Member of the Regional Council of Abruzzo
- In office 9 January 2009 – 10 June 2014

President of the Province of Teramo
- In office 19 March 1994 – 17 June 2004
- Preceded by: Osvaldo Scrivani
- Succeeded by: Ernino D'Agostino

Mayor of Giulianova
- In office 19 June 2004 – 28 July 2008
- Preceded by: Giancarlo Cameli
- Succeeded by: Francesco Mastromauro

Mayor of Mosciano Sant'Angelo
- In office 29 November 1986 – 14 February 1994

Personal details
- Born: 22 January 1953 (age 73) Mosciano Sant'Angelo, Province of Teramo, Italy
- Party: Italian Communist Party Democratic Party of the Left Democrats of the Left Democratic Party
- Occupation: Surveyor

= Claudio Ruffini =

Italian politician (born 1953)

Claudio Ruffini (born 22 January 1953) is an Italian politician who served as a member of the Regional Council of Abruzzo from 2009 to 2014 and president of the Province of Teramo from 1994 to 2004.

==Life and career==
Born in Mosciano Sant'Angelo in 1953, Ruffini joined the Italian Communist Party (PCI) and was elected to the town council in the 1980s.

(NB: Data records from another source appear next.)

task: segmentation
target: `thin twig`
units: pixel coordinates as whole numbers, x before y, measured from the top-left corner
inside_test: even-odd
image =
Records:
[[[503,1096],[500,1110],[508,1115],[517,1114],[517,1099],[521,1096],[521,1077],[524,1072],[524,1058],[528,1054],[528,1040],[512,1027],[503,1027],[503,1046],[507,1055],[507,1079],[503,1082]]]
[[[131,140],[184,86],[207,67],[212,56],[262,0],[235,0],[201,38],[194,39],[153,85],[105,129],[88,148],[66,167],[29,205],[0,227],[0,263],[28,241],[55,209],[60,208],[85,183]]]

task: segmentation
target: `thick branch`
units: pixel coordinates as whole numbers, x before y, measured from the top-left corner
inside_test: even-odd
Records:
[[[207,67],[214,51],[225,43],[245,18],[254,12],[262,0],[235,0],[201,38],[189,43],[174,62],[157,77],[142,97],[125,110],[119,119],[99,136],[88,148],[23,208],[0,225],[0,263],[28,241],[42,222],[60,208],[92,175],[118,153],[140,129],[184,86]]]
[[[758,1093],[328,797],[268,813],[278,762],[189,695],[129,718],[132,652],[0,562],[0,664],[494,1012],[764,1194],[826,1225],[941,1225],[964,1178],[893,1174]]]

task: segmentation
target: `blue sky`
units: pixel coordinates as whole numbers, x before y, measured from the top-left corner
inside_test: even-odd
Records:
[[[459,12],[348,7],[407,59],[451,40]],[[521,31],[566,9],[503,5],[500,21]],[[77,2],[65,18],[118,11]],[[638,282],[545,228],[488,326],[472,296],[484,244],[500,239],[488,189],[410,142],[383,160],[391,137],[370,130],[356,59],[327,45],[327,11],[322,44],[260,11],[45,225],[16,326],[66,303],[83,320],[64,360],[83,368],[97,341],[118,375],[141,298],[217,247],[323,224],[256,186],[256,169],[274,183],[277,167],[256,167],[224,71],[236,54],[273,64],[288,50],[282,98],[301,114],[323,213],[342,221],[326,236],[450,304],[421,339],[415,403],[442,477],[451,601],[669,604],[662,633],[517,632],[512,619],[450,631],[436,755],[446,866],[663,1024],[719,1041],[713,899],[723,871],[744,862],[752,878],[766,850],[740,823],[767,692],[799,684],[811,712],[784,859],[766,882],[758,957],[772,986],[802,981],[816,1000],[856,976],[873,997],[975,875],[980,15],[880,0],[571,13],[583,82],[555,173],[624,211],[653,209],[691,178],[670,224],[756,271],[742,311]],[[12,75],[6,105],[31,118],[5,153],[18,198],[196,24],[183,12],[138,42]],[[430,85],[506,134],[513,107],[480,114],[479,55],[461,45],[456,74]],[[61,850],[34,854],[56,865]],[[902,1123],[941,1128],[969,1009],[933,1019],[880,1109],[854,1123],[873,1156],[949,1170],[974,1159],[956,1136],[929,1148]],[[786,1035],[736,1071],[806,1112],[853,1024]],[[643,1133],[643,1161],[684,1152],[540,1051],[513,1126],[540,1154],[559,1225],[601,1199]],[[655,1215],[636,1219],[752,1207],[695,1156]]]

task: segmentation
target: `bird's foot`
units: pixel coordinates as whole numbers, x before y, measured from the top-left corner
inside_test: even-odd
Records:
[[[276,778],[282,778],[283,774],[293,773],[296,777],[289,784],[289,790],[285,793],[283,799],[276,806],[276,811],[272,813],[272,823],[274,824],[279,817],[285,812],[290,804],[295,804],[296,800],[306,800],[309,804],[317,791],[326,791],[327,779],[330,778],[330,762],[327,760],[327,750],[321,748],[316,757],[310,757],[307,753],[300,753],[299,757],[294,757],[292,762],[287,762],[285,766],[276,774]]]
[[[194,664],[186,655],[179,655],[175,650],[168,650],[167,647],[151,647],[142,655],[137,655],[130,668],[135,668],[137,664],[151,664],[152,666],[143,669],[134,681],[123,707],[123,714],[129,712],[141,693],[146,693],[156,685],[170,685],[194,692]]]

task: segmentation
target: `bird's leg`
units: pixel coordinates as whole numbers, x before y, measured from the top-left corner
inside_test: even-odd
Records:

He served as mayor of Mosciano Sant'Angelo from 1986 to 1994 and was elected to the Provincial Council of Teramo in 1990. Following the dissolution of the PCI, he joined the Democratic Party of the Left and subsequently the Democrats of the Left, serving as president of the Province of Teramo for three terms from 1994 to 2004.

After completing his tenure as provincial president, Ruffini was elected mayor of Giulianova. In the 2008 regional election, he was elected to the Regional Council of Abruzzo on the Democratic Party (PD) list.

In 2019, Ruffini announced his retirement from politics and confirmed that he had left the PD.